調査の結果、県別の高血圧者率と食塩摂取量、野菜摂取量、飲酒、喫煙との間に相関はなく、1日当たりの歩数のみ有意な負の相関があった。すなわち、住民の歩数が少ない県ほど高血圧者率が高かった。大都市を擁する県ほど歩数が多く、高血圧者率が低い傾向もみられた。

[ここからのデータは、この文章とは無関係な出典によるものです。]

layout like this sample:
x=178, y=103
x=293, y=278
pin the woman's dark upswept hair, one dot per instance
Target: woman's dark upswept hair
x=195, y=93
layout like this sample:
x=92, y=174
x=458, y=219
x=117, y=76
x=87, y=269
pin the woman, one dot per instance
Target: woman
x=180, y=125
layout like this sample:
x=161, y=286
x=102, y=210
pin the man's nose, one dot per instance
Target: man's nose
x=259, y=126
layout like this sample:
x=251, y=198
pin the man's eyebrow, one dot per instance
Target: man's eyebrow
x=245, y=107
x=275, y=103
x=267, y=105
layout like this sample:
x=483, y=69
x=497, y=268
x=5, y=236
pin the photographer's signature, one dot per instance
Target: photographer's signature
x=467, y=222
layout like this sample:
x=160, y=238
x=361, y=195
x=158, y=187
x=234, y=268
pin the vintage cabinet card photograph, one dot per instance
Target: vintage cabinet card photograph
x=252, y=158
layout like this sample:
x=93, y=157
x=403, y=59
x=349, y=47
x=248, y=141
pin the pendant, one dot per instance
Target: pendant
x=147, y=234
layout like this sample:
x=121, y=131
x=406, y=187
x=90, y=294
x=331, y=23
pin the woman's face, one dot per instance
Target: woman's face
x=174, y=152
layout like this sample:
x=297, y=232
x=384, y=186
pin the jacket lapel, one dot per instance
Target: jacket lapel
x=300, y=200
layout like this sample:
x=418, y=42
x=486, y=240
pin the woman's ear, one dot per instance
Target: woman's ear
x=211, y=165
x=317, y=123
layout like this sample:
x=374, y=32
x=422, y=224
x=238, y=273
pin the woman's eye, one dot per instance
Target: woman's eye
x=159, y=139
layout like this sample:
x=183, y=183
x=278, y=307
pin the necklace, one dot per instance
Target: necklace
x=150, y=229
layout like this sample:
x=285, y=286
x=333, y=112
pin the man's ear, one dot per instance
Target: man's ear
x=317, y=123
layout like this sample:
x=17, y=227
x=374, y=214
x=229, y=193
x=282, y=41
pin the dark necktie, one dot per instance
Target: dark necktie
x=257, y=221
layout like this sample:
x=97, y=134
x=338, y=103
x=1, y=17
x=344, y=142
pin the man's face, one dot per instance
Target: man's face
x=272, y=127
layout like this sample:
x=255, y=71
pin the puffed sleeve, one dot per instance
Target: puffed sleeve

次に同氏は、歩数に関連する要因として、住民の主な移動手段が電車であるか、車であるかに着目。県別の「可住地面積100平方km当たり鉄道駅数」を算出して、歩数との相関分析を行った。その結果、県別の鉄道駅数と歩数の間に、有意な正の相関があった。つまり鉄道駅数が多い県ほど県民の歩数が多かった。和歌山県は、軽自動車普及率が全国1位で60.8%に上る。県別の軽自動車普及率と歩数の間には有意な負の相関があった。さらに、県別の軽自動車普及率と高血圧者率の間には、有意な正の相関があった。こうした検討を踏まえて同氏は、「10分以上の継続歩行は心肺機能を高める有酸素運動であり、血圧の上昇が抑制される可能性がある。和歌山県の住民は、車が主たる移動手段であまり歩かないために、その逆のパターンになっているのではないか」と考察した。そして高血圧の予防には、食事や運動のほか、住環境がもたらす影響にも目を向けて住民に啓発を行う必要があるとまとめた。